У меня всего пара пакетов из ~x86. 

например Netatalk так как стабильной до сих пор считается  версия только 1.6.4-r1. ИМХО незаслужено. В то время как на дворе уже 2.0.3

Одно время сидел на ~x86 полностью... больше такого экстрима не желаю :Smile: ...

----------

## IFL

~arch + package.mask + голова

----------

## mars_el

 *IFL wrote:*   

> ~arch + package.mask + голова

 

То есть в Вашем случае: сидите на тестируемой, но некоторые пакеты из стабильной, так я Вас понял?

----------

## ZmiyGorinich

Как по мне, зачем себе головную боль наживать?  :Smile: 

По-этому я пользую только стабильную

----------

## Laitr Keiows

 *VVM256 wrote:*   

> Как по мне, зачем себе головную боль наживать?

 

Кто б не рад! Вот если б все нужные пакеты были в стабильныйх версиях...

----------

## IFL

 *mars_el wrote:*   

>  *IFL wrote:*   ~arch + package.mask + голова 
> 
> То есть в Вашем случае: сидите на тестируемой, но некоторые пакеты из стабильной, так я Вас понял?

 

да, так как почти всё, что находится в ~arch почти всегда стабильно...

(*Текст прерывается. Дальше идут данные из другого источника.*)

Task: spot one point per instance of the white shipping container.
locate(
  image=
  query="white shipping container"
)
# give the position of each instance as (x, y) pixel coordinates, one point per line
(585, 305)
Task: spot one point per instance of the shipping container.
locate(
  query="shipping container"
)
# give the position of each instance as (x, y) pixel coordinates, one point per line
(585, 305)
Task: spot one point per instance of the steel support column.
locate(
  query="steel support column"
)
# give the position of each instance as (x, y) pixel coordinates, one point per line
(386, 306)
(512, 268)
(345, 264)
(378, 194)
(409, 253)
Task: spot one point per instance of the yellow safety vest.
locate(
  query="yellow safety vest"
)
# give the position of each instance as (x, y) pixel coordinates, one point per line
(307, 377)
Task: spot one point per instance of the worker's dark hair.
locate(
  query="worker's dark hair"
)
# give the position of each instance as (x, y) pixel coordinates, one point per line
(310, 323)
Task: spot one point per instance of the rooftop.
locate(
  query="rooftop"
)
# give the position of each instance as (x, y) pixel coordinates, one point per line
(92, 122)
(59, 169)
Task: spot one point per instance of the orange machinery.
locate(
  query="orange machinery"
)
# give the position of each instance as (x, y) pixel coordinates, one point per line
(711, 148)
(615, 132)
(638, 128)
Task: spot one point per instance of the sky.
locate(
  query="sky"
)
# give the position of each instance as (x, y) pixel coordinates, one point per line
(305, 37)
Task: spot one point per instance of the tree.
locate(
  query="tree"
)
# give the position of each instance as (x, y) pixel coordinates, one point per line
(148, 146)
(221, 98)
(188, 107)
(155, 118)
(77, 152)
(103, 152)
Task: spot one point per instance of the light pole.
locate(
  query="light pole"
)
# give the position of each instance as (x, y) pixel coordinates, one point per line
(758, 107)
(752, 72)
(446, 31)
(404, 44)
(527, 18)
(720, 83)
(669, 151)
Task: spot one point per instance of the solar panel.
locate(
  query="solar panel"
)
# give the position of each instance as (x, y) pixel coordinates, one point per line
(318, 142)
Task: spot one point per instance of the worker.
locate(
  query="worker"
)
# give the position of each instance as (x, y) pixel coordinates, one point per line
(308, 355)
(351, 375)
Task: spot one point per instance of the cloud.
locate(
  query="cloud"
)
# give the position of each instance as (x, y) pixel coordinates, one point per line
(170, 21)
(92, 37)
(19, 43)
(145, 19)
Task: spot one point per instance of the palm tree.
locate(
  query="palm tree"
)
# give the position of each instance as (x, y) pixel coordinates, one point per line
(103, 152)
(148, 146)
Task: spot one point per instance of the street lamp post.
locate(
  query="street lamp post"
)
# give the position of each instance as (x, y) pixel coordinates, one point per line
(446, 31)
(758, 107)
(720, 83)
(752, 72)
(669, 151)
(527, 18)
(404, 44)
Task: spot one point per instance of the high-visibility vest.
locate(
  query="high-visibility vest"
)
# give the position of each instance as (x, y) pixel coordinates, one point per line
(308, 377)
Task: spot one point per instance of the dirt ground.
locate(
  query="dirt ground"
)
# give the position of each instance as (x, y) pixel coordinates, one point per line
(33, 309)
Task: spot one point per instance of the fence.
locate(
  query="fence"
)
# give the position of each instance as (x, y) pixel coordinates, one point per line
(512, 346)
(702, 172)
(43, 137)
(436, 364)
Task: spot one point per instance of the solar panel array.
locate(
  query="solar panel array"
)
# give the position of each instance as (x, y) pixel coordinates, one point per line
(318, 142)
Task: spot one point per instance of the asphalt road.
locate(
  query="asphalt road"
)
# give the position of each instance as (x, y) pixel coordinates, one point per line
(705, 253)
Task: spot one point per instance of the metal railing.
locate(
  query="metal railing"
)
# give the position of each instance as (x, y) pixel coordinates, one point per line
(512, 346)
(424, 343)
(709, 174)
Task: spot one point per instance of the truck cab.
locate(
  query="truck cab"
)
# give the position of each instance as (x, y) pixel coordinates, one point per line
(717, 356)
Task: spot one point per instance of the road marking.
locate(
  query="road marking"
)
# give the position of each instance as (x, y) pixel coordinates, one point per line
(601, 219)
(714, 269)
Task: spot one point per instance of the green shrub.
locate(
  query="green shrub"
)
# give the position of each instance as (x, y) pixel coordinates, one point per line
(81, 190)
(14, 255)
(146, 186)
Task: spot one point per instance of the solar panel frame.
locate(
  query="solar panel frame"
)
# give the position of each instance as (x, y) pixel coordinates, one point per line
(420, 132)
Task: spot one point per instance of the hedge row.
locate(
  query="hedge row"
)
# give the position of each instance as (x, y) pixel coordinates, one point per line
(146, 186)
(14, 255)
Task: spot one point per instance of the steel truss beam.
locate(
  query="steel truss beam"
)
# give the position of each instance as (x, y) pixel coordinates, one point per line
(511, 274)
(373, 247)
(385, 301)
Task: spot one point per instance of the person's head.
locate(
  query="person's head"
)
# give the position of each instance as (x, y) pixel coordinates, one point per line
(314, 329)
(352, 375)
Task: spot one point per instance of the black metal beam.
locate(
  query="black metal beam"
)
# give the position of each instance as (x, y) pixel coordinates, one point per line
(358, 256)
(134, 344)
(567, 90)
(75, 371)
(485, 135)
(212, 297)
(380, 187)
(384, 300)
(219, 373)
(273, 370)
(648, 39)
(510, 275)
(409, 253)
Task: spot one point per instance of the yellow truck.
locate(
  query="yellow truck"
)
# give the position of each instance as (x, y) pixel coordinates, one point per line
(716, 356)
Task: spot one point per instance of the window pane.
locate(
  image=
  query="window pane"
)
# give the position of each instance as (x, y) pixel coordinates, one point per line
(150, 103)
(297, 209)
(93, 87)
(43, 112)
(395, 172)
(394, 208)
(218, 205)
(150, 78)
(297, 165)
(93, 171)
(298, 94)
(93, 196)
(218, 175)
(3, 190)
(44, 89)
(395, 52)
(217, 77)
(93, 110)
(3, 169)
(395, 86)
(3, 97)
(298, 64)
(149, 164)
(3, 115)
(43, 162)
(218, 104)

естественно, разные beta замаскированы...

----------

## ZmiyGorinich

 *Laitr Keiows wrote:*   

>  *VVM256 wrote:*   Как по мне, зачем себе головную боль наживать? 
> 
> Кто б не рад! Вот если б все нужные пакеты были в стабильныйх версиях...

 

В полне можно обходится стабильными пакетами, если это действительно сервер и нужно чтобы он работал и не падал.

----------

## vithar

После того, как пару раз наступил на грабли с baselayout перевёл свой desktop (!) на x86. Сейчас только около 10-ка пакетов в ~, и два пакета дэмаскированы (java, eclipse).

На сервере бы точно не стал использовать ~x86.

----------

## hlroad

 *VVM256 wrote:*   

> В полне можно обходится стабильными пакетами, если это действительно сервер и нужно чтобы он работал и не падал.

  YMMV, как говорится. Ну да: мне нужно, чтобы сервер работал стабильно и не падал. Но, разумеется, мне также нужны PHP 5, JDK 1.5 и Tomcat 5.5. Ну ещё и пакеты там иногда приходится собирать (а парсер gcc 3.3 таки не очень любит boost). И всё: приходится пользовать не то что ~x86, а и Gentoo Experimental - где-то пару десятков пакетов в конечном итоге.

P.S. Только не надо про "поперед батьки в пекло". И GCC 3.4 и JDK 1.5 и PHP 5 и Tomcat 5.5 объявлены их разработчиками стабильными больше года назад...

----------

## Laitr Keiows

 *VVM256 wrote:*   

> В полне можно обходится стабильными пакетами, если это действительно сервер и нужно чтобы он работал и не падал.

 

PHP5 нет стабильного. MySQL 4.1 нет стабильной.

Не получается.

----------

## ManJak

Все стабильное + немного тестируемого

----------

## ManJak

А вообще, сильно зависит от сервера   :Wink: 

----------